SAT essay question asking about Jersey Shore? Not exactly.
Ms. Lylah M. Alphonse wrote this article for Yahoo! about a recent SAT prompt asking the kids about reality shows. It read:
“Reality television programs, which feature real people engaged in real activities rather than professional actors performing scripted scenes, are increasingly popular. These shows depict ordinary people competing in everything from singing and dancing to losing weight, or just living their everyday lives. Most people believe that the reality these shows portray is authentic, but they are being misled. How authentic can these shows be when producers design challenges for the participants and then editors alter filmed scenes?
“Do people benefit from forms of entertainment that show so-called reality, or are such forms of entertainment harmful?”
Here I was thinking they asked who Sammi was hitting up right after she broke up with Ronnie (cookie to the one who gets this right). Apparently, people were peeing their panties over this because some kids are too cool, too smart, and too morally sound to be watching these trashy shows. And you can’t write about something you don’t know after all, right?
I’m glad Ms. Alphonse here included a statement from the SAT people. Basically (and I paraphrase completely) these kids are narrow-minded and they shouldn’t be so whiny.
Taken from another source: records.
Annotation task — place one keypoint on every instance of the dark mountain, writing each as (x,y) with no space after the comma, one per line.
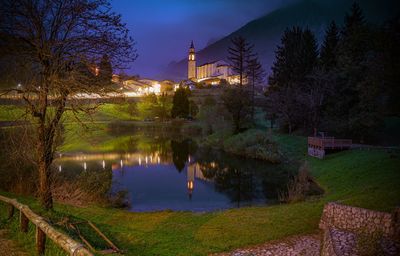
(265,32)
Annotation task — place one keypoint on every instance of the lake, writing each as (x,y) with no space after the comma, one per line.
(163,172)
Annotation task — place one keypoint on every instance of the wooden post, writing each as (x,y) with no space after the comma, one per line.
(23,222)
(10,211)
(40,241)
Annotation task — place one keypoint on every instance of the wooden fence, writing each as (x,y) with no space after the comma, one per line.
(43,229)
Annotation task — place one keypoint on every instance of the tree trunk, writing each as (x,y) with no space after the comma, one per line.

The question didn’t ask about a specific show but about the nature and effects of the show. I’m sure no matter how nerdy a kid is and if the only shows s/he watched were about animals doing it in the safari, s/he’d know what a damn reality show is. You have to be completely oblivious to not be able to answer this question. That or you’re just one of those who memorize their whole textbook to get good grades–yeah, those people.
Come on, they complain about this now? Just wait and see when their professors start lecturing about something completely different from their textbook materials. Are kids going to be complaining about that, too?
After I was done making my WTF face reading the article, it made me wonder: Are they (ahem, we) so obsessed with our GPAs now that we can’t think outside the box anymore?